L’heure de la détente a sonné selon Kim Jong-il. Après avoir fait, il y a deux semaines, un appel du pied à Washington en offrant à Bill Clinton la libération des journalistes américaines emprisonnées, le dictateur prétend vouloir enterrer la hache de guerre avec la Corée du Sud. Il a proposé la reprise des voyages des touristes sud-coréens sur son territoire, entrouvrant la porte du dialogue avec Séoul, fermée à double tour depuis plus d’un an.

Zone démilitarisée

Pour la première fois depuis l’arrivée aux affaires du président conservateur Lee Myung-bak, surnommé «le traître» par la propagande, la Corée du Nord fait un geste de conciliation en direction de sa rivale. Déjà, jeudi, elle avait libéré un ouvrier du sud emprisonné depuis le printemps sur le parc industriel conjoint de Kaesong. Dimanche, c’est Kim Jong-il, en personne, qui a abattu sa nouvelle carte devant Hyun Jeong-eun, la présidente du groupe sud-coréen Hyundai. Il lui a proposé de reprendre les voyages touristiques vers le nord organisés par son entreprise et suspendus depuis l’année dernière.

Une offre aux allures de symbole car ces voyages organisés sont le seul moyen pour les citoyens sud-coréens de franchir la DMZ (zone démilitarisée), l’hermétique frontière qui coupe en deux la péninsule le long du 38e parallèle. Et souvent de rencontrer leurs familles qui vivent de l’autre côté du «rideau de fer» depuis la fin des hostilités de la guerre de Corée (1950-1953). Sur le mont Kumgang, à l’est de la péninsule, des milliers de retrouvailles souvent déchirantes se sont déroulées depuis que le tour fut lancé en 1998, alors que les deux Corées opéraient un rapprochement spectaculaire.

Une décennie plus tard, l’atmosphère a radicalement changé: au lendemain de l’arrivée au pouvoir du pro-américain Lee Myung-bak, partisan d’une ligne dure, Pyongyang se raidit.
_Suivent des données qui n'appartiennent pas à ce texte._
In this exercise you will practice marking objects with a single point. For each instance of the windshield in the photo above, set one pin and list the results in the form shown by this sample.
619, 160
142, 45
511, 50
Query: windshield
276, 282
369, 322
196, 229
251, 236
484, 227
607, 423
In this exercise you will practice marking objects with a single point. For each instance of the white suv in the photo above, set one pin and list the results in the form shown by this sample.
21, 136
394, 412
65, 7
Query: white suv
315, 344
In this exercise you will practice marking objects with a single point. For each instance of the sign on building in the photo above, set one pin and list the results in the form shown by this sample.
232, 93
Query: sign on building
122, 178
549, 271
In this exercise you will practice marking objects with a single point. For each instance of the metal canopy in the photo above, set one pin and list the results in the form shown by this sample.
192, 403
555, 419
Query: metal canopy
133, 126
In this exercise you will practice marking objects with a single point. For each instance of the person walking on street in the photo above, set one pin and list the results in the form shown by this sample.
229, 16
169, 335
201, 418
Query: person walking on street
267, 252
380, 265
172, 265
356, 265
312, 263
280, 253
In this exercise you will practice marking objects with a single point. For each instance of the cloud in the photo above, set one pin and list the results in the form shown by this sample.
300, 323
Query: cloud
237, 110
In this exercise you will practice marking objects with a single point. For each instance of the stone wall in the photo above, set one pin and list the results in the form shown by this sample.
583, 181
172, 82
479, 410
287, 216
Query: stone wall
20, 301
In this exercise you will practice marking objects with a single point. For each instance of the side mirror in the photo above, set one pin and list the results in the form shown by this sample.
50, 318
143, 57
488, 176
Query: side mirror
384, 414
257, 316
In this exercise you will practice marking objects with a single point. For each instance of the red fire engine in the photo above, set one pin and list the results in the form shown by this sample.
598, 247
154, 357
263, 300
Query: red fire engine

En juillet 2008, une touriste du Sud est abattue par un soldat nord-coréen dans des conditions mystérieuses et le tour est suspendu. Bientôt, les visites de la capitale historique de la Corée, Kaesong, s’arrêtent également tandis que le complexe industriel du même nom, qui symbolisait le rapprochement économique nord-sud, végète.

Après avoir provoqué la planète entière en testant un missile balistique en avril et effectué un essai nucléaire en mai, Kim Jong-il affirme vouloir remettre les compteurs à zéro et donner un nouveau souffle aux relations intercoréennes. Avec l’accord de Hyundai, il propose une relance de la coopération industrielle à Kaesong, l’ouverture de nouvelles routes touristiques ainsi que des retrouvailles familiales dès l’automne. Comme si de rien n’était. Fidèle à une stratégie qui a fait ses preuves par le passé, notamment vis-à-vis de l’administration de George Bush, la Corée du Nord aime jouer l’escalade pour pouvoir revenir à la table des négociations en position de force. C’est ce scénario qui inquiète diplomates et experts à Séoul, qui craignent que la dictature ne rafle encore une fois la mise en obtenant une aide économique dont elle a tant besoin, alors que les nouvelles sanctions de l’ONU commencent à se faire sentir. Le gouvernement sud-coréen a réagi prudemment à l’accord décroché par Hyundai et veut examiner en détail les éventuelles contreparties exigées par le Nord, avant de l’appuyer.